Arte e cultura salvaguardano – sempre meno, sempre peggio – la sana
quota di ribellione, di opposizione, di non-mi-sta-bene. Di non
accettazione delle condizioni, del recinto normativo, delle regole date e
consegnate come se fossero eterne e immutabili. Non si può pacificare
tutto, comporre tutto (al contrario di quello che afferma ostinatamente e
pervicacemente la grande illusione corrente): il conflitto culturale è
la vita.
La simulazione di vita è la morte (al massimo, se proprio vogliamo e ci teniamo, una non-morte).

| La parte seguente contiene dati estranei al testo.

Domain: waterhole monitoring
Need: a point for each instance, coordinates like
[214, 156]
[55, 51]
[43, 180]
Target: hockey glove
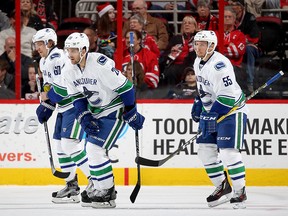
[208, 123]
[89, 124]
[196, 109]
[45, 110]
[134, 119]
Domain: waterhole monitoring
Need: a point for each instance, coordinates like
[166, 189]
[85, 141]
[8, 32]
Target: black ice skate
[238, 199]
[222, 194]
[69, 194]
[104, 198]
[86, 201]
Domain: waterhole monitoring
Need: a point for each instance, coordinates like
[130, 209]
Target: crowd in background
[163, 61]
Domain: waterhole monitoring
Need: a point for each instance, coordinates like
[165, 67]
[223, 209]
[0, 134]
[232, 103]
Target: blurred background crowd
[254, 39]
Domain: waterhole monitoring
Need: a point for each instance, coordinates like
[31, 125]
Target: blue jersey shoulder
[102, 59]
[219, 66]
[55, 55]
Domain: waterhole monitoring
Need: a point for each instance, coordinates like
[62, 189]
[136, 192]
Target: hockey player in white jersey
[104, 100]
[219, 143]
[67, 133]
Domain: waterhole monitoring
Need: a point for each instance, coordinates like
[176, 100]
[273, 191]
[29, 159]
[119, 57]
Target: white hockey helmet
[45, 35]
[208, 36]
[77, 40]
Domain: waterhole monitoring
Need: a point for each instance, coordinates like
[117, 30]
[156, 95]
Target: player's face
[41, 48]
[74, 55]
[200, 48]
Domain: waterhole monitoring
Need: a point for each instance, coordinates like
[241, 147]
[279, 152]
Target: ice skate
[222, 194]
[104, 198]
[69, 194]
[86, 201]
[238, 199]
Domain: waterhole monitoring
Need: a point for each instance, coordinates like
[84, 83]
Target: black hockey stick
[138, 184]
[157, 163]
[55, 172]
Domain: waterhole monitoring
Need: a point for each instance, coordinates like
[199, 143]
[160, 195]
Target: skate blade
[221, 201]
[85, 204]
[240, 205]
[66, 200]
[109, 204]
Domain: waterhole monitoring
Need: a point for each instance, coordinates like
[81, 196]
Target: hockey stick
[157, 163]
[138, 184]
[55, 172]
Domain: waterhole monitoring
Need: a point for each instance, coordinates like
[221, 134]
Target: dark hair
[139, 72]
[4, 64]
[138, 33]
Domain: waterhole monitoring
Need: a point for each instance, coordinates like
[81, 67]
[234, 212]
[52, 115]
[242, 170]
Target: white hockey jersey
[51, 67]
[216, 81]
[100, 82]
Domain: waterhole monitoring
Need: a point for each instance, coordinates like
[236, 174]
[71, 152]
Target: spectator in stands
[180, 53]
[46, 13]
[205, 20]
[254, 6]
[106, 21]
[4, 21]
[7, 80]
[93, 39]
[187, 88]
[106, 29]
[145, 57]
[29, 89]
[141, 87]
[156, 5]
[30, 17]
[246, 23]
[26, 36]
[234, 44]
[9, 55]
[153, 26]
[272, 4]
[137, 23]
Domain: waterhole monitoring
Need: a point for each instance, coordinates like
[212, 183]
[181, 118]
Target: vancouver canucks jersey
[216, 82]
[100, 82]
[51, 67]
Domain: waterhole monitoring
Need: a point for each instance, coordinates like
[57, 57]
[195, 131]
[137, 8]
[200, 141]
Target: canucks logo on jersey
[92, 96]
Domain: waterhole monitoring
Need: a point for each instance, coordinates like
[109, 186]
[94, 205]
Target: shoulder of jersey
[219, 62]
[100, 58]
[56, 53]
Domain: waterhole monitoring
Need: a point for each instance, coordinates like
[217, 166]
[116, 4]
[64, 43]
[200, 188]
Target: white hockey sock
[75, 149]
[100, 166]
[65, 161]
[236, 167]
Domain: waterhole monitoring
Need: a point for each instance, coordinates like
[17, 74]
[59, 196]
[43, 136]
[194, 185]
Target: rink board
[24, 157]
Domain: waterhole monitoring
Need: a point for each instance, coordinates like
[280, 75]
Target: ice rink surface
[151, 201]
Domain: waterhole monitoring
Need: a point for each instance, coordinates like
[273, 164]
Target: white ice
[151, 201]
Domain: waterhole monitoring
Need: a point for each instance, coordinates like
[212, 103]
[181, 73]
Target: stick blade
[59, 174]
[135, 192]
[147, 162]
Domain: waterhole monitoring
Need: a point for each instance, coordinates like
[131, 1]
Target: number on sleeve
[227, 81]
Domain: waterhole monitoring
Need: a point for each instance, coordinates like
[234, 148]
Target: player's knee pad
[58, 146]
[71, 146]
[230, 155]
[96, 153]
[208, 153]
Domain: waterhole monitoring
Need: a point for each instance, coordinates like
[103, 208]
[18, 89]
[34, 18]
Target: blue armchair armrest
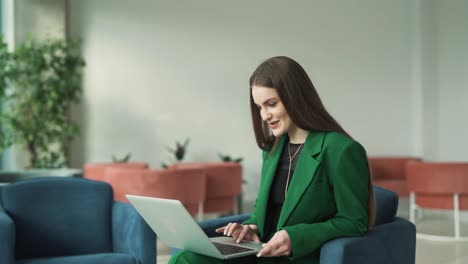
[7, 238]
[131, 234]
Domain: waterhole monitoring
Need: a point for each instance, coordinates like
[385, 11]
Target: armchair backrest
[59, 216]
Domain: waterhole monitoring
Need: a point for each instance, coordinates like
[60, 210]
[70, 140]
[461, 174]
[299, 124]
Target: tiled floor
[427, 252]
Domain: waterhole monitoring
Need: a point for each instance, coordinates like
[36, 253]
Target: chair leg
[412, 206]
[456, 215]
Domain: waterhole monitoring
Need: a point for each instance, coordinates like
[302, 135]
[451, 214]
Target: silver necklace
[290, 164]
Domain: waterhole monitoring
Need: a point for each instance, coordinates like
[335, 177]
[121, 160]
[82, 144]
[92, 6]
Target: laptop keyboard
[226, 249]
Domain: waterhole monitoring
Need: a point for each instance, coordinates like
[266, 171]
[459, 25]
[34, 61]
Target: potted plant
[39, 82]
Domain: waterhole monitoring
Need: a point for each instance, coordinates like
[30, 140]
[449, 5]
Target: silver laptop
[176, 228]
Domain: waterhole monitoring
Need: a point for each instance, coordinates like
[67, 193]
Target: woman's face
[272, 110]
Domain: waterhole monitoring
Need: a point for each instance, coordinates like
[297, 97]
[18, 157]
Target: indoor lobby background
[392, 72]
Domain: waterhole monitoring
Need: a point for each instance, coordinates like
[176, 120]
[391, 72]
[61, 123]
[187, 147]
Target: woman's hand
[240, 232]
[279, 245]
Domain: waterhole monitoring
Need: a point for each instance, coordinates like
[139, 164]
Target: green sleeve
[349, 178]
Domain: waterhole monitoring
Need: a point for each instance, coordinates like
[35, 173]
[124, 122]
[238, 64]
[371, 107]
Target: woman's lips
[273, 124]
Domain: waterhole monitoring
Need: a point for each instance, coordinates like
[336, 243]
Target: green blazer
[328, 195]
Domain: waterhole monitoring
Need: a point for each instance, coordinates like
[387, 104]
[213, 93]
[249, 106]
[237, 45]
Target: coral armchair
[223, 184]
[96, 171]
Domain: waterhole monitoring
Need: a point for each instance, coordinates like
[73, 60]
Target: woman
[315, 183]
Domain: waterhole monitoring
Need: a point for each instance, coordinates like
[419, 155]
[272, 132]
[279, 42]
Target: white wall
[160, 71]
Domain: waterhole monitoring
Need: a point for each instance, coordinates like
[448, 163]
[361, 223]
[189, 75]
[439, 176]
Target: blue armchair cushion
[59, 217]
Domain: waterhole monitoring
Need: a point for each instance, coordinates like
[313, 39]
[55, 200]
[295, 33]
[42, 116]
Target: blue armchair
[392, 240]
[69, 220]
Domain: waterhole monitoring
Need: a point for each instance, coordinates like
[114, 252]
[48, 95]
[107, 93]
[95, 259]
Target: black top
[278, 186]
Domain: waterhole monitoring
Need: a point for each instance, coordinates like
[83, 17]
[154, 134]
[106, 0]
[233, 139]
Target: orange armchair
[186, 185]
[390, 173]
[95, 171]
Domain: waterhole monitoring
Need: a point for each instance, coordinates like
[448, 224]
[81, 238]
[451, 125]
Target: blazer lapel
[303, 174]
[268, 172]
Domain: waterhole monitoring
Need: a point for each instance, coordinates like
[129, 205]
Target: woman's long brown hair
[301, 101]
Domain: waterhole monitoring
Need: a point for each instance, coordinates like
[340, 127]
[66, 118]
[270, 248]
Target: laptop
[176, 228]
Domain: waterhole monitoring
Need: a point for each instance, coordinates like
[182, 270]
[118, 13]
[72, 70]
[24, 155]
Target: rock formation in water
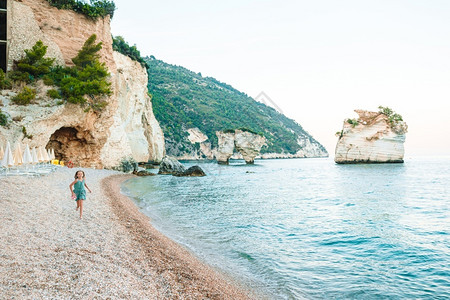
[248, 144]
[125, 129]
[194, 171]
[372, 138]
[170, 165]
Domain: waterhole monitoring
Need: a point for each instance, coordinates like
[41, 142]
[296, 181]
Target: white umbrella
[27, 158]
[34, 159]
[18, 155]
[39, 154]
[8, 159]
[45, 154]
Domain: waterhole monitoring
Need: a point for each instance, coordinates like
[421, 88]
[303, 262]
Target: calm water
[311, 229]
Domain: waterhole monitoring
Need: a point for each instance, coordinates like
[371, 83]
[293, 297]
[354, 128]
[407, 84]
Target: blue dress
[79, 190]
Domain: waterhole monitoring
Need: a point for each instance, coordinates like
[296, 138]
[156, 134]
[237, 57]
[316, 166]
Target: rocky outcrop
[126, 128]
[248, 144]
[134, 130]
[226, 146]
[308, 149]
[372, 138]
[170, 165]
[64, 31]
[194, 171]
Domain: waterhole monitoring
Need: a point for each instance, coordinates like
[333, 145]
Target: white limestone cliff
[125, 128]
[373, 140]
[248, 144]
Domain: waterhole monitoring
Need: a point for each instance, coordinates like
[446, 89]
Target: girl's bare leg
[81, 207]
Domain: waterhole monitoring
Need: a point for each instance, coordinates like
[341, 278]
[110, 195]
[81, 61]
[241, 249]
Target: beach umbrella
[18, 155]
[8, 159]
[34, 159]
[45, 154]
[39, 154]
[27, 158]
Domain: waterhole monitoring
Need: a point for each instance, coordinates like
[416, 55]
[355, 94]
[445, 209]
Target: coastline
[113, 252]
[188, 276]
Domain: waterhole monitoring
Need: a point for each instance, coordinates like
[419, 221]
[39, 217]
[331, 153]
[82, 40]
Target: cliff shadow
[74, 144]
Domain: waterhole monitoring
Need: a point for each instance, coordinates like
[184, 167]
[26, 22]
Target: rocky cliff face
[248, 144]
[374, 139]
[126, 128]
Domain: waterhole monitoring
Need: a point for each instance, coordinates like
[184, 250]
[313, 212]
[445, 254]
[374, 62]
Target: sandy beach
[112, 253]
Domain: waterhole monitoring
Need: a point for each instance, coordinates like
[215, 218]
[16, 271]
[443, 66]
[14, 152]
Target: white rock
[376, 141]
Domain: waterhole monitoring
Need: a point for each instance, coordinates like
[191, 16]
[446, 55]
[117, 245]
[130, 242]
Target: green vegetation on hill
[86, 83]
[183, 99]
[121, 46]
[96, 8]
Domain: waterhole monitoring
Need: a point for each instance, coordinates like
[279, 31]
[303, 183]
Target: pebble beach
[48, 252]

L’opposizione radicale e l’elaborazione di altri modelli di esistenza è
il compito della cultura. Non c’è contraddizione con la riflessione di
Bloom, perché è “il proprio confronto con la propria mortalità” a
contribuire a questa elaborazione, a incarnare un intero modello di
esistenza. Questo confronto è infatti totalmente incoerente con gli
schemi mentali, operativi, interpretativi che regolano la società
attuale, persino con il sistema di valori complessivo che regola scelte e
comportamenti: è del tutto incompatibile e incommensurabile con essi
(abbastanza alieno, se ci pensiamo, in base agli stupidissimi standard
in voga).
Dunque, la dimensione di un “adeguato uso della propria solitudine” –
l’aumento della propria crescente interiorità – nella sua completa e
assoluta inattualità possiede una enorme carica di nuovo e di inedito. È
uno dei fattori cioè in grado di modellare il tempo che viene, il XXI
secolo; di alterare in profondità l’esistenza di ciascuno di noi,
dilatandola e approfondendola in misura incredibile, parlando non di ciò
che l’arte e la cultura dovrebbero fare su un livello totalmente
ipotetico, e sganciato dalla realtà, vacuo perché prodotto dalla
medesima dissociazione che presume di curare, ma di come esse funzionano
effettivamente in ogni tempo e in ogni luogo.